Es evidente que hoy el contexto histórico, cultural y social es muy diferente. El contexto actual es, más bien, el que describió mi venerado predecesor, el Papa Juan Pablo II, en la exhortación postsinodal Ecclesia in Europa, en la que hace un articulado análisis de los desafíos y de los signos de esperanza para la Iglesia en Europa hoy (cf. nn. 6-22). En todo caso, aunque han cambiado las circunstancias, siguen siendo válidas las obligaciones del creyente con respecto a su ciudad y su patria. En efecto, los compromisos del “ciudadano honrado” siguen entrelazados con los del “buen cristiano”.

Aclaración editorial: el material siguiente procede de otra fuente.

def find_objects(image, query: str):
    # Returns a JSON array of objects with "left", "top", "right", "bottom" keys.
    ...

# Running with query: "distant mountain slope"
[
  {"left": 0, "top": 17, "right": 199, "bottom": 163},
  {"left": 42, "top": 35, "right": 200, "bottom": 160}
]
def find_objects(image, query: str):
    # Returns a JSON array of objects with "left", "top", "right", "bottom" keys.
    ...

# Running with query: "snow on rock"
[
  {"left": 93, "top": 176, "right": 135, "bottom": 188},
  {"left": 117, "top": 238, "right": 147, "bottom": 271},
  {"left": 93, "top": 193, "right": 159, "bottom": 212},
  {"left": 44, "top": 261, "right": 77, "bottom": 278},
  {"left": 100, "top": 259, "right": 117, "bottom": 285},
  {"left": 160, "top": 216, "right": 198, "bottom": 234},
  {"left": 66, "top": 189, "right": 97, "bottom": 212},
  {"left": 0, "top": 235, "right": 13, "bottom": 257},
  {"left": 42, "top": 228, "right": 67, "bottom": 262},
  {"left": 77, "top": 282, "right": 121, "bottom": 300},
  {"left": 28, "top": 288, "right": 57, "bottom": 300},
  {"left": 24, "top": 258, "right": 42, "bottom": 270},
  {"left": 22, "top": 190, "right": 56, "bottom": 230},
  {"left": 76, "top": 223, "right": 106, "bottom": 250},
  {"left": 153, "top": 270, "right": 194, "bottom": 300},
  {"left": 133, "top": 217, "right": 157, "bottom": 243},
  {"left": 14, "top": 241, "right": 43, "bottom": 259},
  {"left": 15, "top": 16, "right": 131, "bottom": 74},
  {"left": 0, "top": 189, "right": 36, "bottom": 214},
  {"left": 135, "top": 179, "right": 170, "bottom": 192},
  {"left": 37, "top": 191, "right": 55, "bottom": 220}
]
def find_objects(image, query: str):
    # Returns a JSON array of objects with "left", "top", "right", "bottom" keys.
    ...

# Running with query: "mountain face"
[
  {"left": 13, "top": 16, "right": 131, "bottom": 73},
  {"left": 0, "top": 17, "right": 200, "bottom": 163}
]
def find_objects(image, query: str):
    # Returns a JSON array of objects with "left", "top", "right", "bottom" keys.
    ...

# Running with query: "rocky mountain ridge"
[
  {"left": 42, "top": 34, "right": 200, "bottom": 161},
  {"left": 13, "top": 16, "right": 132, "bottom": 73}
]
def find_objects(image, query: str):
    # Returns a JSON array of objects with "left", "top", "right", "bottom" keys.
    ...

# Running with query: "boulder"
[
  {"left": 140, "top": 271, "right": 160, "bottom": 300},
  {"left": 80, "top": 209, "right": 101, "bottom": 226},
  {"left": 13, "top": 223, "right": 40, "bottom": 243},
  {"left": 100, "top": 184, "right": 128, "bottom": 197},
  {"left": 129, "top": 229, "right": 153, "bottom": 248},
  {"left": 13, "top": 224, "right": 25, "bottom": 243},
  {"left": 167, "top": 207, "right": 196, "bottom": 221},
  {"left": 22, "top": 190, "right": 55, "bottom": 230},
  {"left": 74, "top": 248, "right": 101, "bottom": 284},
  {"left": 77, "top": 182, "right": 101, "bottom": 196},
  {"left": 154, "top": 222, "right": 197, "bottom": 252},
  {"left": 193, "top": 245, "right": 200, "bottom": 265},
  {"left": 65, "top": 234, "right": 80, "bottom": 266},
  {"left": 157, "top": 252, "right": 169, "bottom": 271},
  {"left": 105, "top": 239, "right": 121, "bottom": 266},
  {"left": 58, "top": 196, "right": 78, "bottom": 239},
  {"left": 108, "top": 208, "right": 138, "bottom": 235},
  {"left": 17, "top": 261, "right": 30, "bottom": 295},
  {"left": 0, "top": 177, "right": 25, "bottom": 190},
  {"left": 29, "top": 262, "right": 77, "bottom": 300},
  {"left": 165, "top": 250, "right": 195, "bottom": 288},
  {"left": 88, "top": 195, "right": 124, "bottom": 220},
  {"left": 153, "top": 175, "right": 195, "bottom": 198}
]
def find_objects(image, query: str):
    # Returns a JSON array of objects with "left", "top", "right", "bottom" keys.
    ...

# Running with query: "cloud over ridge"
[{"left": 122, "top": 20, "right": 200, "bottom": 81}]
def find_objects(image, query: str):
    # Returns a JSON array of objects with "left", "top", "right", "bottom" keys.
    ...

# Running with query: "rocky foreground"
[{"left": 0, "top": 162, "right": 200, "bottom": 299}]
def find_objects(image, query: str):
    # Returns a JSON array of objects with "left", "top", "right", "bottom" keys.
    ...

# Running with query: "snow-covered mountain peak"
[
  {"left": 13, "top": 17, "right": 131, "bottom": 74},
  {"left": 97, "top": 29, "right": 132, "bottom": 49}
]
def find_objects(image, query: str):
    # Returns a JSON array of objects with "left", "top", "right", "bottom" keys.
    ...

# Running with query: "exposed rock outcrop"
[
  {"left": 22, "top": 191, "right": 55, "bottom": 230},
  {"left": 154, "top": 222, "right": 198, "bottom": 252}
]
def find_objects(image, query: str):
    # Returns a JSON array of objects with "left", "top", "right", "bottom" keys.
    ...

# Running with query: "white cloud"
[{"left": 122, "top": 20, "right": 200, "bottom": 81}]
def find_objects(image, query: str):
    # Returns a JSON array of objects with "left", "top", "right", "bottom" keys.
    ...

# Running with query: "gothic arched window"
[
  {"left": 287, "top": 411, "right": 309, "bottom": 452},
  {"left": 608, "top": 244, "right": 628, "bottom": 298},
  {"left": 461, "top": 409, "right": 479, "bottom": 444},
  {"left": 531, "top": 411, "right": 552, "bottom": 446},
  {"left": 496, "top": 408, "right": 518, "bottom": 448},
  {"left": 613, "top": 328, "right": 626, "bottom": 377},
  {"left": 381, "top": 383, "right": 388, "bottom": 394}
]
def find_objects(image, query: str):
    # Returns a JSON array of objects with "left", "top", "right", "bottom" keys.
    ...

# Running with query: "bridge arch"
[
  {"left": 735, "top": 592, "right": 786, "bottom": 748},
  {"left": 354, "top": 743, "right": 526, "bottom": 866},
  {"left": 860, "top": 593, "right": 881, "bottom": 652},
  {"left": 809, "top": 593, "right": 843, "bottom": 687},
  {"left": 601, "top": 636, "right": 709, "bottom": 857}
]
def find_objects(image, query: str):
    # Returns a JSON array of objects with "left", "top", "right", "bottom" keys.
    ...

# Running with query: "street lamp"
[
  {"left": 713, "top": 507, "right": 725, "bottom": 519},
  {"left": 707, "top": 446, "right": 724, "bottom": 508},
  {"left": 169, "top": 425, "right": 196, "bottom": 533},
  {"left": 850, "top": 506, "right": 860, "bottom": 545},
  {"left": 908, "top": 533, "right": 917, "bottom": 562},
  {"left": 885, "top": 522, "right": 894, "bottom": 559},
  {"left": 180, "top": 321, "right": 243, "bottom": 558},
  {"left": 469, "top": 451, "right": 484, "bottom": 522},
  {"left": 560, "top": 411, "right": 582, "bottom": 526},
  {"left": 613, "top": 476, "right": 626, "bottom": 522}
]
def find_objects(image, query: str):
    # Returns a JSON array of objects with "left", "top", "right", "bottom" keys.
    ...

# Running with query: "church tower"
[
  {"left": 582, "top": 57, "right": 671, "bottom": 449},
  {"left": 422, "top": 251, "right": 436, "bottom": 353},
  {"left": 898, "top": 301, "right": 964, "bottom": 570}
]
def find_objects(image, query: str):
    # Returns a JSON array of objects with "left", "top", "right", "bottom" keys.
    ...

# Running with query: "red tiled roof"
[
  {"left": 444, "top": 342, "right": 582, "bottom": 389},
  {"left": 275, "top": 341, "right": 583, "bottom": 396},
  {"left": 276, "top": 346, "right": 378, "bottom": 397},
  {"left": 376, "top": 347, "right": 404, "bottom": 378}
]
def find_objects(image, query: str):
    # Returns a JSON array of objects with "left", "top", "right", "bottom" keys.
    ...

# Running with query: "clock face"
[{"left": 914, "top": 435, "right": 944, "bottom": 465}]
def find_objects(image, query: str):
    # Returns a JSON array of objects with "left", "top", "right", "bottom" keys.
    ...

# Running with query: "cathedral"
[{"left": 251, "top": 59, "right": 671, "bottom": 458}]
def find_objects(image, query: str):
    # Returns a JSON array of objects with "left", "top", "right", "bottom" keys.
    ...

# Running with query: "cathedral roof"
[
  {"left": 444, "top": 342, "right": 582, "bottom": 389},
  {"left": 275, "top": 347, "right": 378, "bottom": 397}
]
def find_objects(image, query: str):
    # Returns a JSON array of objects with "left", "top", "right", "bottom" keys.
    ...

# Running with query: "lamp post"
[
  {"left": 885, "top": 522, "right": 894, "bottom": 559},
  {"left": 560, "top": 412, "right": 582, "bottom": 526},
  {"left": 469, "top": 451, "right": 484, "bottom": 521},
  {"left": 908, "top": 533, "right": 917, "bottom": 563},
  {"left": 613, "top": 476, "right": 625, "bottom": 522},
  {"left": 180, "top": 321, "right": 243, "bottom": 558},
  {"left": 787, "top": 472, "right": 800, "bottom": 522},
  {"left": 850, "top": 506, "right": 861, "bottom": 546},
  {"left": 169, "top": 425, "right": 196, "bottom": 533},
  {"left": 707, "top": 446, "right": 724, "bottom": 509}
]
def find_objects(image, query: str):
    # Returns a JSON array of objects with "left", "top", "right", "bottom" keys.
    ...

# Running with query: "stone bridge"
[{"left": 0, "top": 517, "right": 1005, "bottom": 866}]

Como conclusión, quiero recordar lo que dice la constitución pastoral Gaudium et spes para aclarar uno de los aspectos más importantes de la unidad de vida del cristiano: la coherencia entre la fe y la conducta, entre el Evangelio y la cultura. El Concilio exhorta a los fieles “a que se afanen por cumplir fielmente sus deberes temporales, guiados por el espíritu del Evangelio. Se alejan de la verdad quienes, sabiendo que nosotros no tenemos aquí una ciudad permanente, sino que buscamos la futura, piensan que pueden por ello descuidar sus deberes terrestres, sin comprender que ellos por su misma fe están más obligados a cumplirlos, cada uno según la vocación a la que ha sido llamado” (n. 43).
Siguiendo el magisterio de san Máximo y de otros muchos Padres, hagamos nuestro el deseo del Concilio: que los fieles tengan un deseo cada vez mayor de “ejercer todas sus actividades terrestres, uniendo en una síntesis vital los esfuerzos humanos, domésticos, profesionales, científicos o técnicos con los bienes religiosos, bajo cuya altísima dirección todo se coordina para la gloria de Dios” (ib.) y así para el bien de la humanidad.